As one who is looking at running ACKS in Midnight, where there is only one god and he (it?) is set upon consuming all magic in order to escape his world-prison, this post is excellent. Now I just need something to tie land value to the divine power generated by the ‘spirits of the land’, which accumulates in power nexuses, and I should have a nice solid numerical framework for the underlying realm-magic of Midnight (might work alright for Defiler magic in Dark Sun, too).

That’d also work for a slight re-imagining of Birthright.

Dark Sun, though - man.

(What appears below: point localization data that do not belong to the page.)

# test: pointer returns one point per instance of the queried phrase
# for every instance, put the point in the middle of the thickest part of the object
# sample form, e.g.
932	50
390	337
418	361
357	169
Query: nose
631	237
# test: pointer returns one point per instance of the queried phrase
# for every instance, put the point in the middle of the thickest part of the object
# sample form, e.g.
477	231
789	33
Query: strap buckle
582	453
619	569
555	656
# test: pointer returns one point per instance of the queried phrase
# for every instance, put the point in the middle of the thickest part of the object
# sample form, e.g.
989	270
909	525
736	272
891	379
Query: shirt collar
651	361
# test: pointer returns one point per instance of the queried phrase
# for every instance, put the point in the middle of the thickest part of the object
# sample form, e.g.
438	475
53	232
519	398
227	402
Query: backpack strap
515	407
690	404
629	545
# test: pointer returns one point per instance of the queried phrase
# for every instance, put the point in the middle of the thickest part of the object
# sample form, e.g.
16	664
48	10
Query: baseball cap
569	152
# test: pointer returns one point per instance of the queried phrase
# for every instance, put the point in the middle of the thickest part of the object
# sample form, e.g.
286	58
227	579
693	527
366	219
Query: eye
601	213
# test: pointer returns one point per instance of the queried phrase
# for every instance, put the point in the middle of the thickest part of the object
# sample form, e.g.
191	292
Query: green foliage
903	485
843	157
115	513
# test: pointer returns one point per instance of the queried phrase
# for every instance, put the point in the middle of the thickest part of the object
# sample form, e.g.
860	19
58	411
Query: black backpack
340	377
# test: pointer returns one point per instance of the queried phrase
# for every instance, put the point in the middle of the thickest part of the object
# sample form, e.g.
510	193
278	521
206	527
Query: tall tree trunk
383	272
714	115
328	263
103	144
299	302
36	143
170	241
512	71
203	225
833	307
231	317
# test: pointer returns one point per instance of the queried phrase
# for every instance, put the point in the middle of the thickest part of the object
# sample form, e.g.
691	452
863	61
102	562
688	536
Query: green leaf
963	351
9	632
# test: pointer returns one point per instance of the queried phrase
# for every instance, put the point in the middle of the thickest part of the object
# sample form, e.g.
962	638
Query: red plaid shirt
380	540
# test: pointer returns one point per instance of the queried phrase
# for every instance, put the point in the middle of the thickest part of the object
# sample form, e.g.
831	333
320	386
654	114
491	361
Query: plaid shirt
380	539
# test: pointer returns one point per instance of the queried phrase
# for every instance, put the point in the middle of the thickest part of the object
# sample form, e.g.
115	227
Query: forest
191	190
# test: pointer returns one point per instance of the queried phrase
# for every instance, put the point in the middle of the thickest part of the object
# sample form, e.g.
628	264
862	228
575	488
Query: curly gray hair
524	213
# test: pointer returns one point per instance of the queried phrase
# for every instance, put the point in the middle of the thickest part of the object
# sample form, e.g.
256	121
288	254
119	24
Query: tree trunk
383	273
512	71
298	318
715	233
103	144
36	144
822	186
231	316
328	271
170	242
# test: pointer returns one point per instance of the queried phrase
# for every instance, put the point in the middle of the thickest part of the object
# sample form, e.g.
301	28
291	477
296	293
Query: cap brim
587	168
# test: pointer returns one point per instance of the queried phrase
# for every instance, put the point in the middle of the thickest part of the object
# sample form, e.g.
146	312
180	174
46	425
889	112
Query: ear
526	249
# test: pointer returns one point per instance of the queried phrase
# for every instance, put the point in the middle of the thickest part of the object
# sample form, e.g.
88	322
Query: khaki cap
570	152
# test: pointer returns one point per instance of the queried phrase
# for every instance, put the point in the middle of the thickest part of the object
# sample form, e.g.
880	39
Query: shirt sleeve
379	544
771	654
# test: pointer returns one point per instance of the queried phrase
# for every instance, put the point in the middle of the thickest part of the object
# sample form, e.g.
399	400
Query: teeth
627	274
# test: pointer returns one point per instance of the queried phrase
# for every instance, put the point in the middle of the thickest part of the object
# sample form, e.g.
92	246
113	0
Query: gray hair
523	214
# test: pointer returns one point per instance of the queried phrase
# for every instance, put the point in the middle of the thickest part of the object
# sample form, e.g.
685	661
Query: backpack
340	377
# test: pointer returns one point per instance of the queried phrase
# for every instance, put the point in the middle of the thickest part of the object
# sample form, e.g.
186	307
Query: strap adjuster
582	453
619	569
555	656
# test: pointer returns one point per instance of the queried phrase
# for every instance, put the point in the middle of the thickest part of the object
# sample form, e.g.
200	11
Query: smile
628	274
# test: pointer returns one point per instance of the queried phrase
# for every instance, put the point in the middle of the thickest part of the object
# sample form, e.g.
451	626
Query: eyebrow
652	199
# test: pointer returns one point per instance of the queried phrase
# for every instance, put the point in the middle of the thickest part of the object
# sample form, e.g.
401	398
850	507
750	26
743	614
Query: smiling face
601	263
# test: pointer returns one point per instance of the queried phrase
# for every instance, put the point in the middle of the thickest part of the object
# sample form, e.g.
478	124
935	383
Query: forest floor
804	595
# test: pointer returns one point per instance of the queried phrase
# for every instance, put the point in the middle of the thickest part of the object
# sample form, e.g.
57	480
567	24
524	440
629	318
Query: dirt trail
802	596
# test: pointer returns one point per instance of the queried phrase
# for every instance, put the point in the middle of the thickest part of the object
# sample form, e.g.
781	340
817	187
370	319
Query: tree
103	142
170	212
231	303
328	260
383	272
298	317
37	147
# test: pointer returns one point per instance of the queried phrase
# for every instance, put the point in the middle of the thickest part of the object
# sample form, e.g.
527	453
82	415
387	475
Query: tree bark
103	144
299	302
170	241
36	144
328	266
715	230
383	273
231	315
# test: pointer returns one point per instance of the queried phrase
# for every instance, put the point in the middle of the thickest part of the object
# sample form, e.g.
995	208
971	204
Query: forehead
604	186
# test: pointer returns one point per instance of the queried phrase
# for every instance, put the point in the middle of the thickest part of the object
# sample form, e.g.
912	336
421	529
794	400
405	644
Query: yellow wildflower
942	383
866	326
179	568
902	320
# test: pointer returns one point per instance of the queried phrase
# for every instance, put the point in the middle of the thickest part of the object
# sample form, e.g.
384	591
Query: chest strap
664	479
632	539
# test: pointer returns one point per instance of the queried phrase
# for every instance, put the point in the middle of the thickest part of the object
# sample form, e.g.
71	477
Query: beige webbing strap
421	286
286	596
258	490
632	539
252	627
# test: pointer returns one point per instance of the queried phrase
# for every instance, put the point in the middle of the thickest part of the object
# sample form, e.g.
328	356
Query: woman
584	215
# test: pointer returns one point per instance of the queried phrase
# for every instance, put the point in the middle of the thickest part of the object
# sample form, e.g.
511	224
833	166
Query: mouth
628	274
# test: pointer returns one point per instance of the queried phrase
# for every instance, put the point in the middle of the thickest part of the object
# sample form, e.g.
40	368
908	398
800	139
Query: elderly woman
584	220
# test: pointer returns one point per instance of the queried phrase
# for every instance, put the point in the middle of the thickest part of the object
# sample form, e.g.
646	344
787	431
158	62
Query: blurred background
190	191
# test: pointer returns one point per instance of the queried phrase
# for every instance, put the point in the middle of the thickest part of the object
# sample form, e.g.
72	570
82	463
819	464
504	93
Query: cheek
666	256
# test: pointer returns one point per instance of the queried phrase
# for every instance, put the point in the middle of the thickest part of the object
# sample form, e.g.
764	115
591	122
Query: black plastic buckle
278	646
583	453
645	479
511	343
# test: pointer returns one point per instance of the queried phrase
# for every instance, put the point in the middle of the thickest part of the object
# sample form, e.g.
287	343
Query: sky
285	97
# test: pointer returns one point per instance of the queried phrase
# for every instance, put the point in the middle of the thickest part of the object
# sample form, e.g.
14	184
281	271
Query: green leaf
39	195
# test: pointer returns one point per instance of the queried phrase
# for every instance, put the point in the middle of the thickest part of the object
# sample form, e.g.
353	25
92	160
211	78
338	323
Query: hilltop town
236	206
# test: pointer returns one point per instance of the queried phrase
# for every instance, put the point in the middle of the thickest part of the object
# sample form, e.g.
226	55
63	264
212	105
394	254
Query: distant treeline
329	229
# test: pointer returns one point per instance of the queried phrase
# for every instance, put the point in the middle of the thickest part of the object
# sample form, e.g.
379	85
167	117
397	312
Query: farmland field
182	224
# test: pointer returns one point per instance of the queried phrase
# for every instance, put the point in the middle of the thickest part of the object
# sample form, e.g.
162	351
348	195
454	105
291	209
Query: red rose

OK, imagine the Sorcerer Kings are giant batteries, they’ve sucked up and stored all the divine/world power up into themselves, those maniacs, they blew it up, damn them all.

Templars are powered directly by the SKs leaking that to them.

Druids want to kill them to release that power - play up the 1E connection between bards and druids, and the assassin-theme of the Athasian Bard, there’s your nature-lovin’ underground vs. the SKs.

Defilers are just working with whatever scraps and pieces of power remain.

If you ever finish working out ACKS Midnight, I hope you’ll post it (or a link) in these forums. It’s a setting I have a great deal of fondness for, and these days I find myself wondering how I would convert every setting I like to ACKS…

I think I’ve reached the conclusion that if I were to convert Midnight, I’d want to tear it down to its thematic roots (“Sauron won, mankind is oppressed, all magic is being agglomerated, but the elves and the dwarves fight on against numberless orcs”) and then rebuild it in ACKSian style from there rather than trying to keep things close to their original state. That said, if I do ever get something solid in writing (with a probable name-change for IP purposes), I shall link it!